September 14, 2016 - 12:00 PM
‘Non-timber forest product' is a new name for something I have known for a long time. This term refers to edible, medicinal and decorative products harvested from B.C.'s forests; everything except the trees themselves.
I make my living harvesting and selling wild mushrooms from the mountains and valleys of Southern B.C. The decorative products can include moss, boxwood, fir and pine boughs for Christmas, pinecones, salal (a coastal shrub), and whatever else is pretty and desirable in the flower industry. Medicinal products can include herbaceous plants, Labrador tea (wild rhododendron), rosehips, and reishi mushrooms.
An unfortunate fact is for the majority of our population, the forest is just a bunch trees. The idea the forest can produce something other than lumber has been around forever but the idea is going mainstream as more people are visibly harvesting and living on forest products. This is all without ending the lives of trees or animals.

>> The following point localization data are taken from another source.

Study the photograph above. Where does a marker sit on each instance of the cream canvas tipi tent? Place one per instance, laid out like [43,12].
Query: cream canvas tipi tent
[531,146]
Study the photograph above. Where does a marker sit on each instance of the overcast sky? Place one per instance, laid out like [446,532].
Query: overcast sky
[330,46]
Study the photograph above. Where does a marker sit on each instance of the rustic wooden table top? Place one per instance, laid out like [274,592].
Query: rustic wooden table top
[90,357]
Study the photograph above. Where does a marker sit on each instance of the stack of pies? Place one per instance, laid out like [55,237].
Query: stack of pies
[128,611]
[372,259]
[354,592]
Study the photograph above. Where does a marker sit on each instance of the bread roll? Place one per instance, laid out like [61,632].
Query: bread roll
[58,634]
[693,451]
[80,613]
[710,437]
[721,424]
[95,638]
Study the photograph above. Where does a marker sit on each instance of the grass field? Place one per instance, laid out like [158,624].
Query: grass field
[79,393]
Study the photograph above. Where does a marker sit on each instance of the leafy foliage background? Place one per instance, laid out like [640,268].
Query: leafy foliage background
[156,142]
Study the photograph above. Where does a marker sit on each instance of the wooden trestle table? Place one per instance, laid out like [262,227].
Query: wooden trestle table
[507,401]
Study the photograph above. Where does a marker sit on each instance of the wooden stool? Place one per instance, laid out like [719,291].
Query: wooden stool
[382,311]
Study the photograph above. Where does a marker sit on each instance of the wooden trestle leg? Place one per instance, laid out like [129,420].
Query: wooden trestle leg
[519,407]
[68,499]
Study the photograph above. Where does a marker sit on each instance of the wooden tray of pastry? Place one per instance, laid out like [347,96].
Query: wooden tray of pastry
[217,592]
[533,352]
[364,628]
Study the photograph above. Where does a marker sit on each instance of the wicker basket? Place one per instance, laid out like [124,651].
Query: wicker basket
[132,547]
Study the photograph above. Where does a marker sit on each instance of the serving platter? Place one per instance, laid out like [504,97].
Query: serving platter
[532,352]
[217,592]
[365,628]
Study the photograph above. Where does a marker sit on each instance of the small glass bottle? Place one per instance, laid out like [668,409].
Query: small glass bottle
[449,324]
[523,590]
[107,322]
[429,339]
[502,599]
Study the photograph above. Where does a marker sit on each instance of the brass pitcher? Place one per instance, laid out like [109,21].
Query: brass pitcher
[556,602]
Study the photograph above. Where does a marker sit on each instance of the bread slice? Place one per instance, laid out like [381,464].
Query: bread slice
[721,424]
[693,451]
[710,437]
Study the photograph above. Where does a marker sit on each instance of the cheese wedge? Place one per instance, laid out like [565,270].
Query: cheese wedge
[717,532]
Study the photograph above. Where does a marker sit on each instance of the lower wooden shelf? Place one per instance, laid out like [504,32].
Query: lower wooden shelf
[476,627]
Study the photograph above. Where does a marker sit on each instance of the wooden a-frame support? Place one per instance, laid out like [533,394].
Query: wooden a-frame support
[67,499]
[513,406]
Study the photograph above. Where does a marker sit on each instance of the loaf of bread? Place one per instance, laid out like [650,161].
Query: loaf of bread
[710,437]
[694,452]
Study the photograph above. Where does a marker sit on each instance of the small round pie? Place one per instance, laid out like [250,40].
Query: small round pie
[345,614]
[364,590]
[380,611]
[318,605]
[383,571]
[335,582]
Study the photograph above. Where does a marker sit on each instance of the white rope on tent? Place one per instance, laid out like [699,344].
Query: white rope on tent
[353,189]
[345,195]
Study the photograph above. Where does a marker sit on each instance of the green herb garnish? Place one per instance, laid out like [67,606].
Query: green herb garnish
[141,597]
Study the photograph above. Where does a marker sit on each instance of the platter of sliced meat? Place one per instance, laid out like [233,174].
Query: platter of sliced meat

The value of our forests is calculated in dollars per acre, per harvest. I am not up to date on the numbers, but just for a quick example I will throw out a few. Let's say forested land can be harvested and sold at $1000/acre. This can happen once every 40 to 80 years. Now let's say non-timber forest products could be harvested at $100-$300/acre. This can happen every year. I did just make these numbers up, but I have no doubt that they could be very realistic. In eight weeks an experienced mushroom forager can easily produce hundreds of dollars worth of fungi from a healthy acre of rainforest.
Now please take the time to consider the impact of each activity. If we embrace the idea of a wild harvest and the government does not regulate the industry out of existence, we could have an economic and environmental revolution. It is always worth mentioning that more time spent consuming and harvesting wild foods will increase our physical health, mental health, and happiness.
For eight weeks in September and October I will be living in the woods across from Nakusp on Arrow Lake. I am not the only mushroom picker in the woods, and together we make a temporary community. My neighbours at camp have all been harvesting for at least twenty years. Their lifestyle is a struggle, comparable to the lifestyle of a gold miner. There are a lot of up and downs for pickers living in the bush. These people all live a nomadic life. During winter, they either live in somewhere in rural B.C., or they migrate to the US to continue harvesting. In the spring they fire up the vans, pack up the dehydrators, and hit the road in search of morel mushrooms.
We are all working together to get local mushrooms to local markets and make sure the middleman doesn't take away our opportunity. Mushroom buyers will almost always drop their prices in unison, making a collective monopoly. When you are camped in a remote area, the buyers have all the power. It is up to the pickers to find alternate markets and get real value for their product. The wilds of B.C. produce the best food in the world (as well as many other useful and sustainable non-food items). More often we can trace the vegetables on our plate in a restaurant to the local farm that produced them. This same reverence for local wild crops is just around the corner.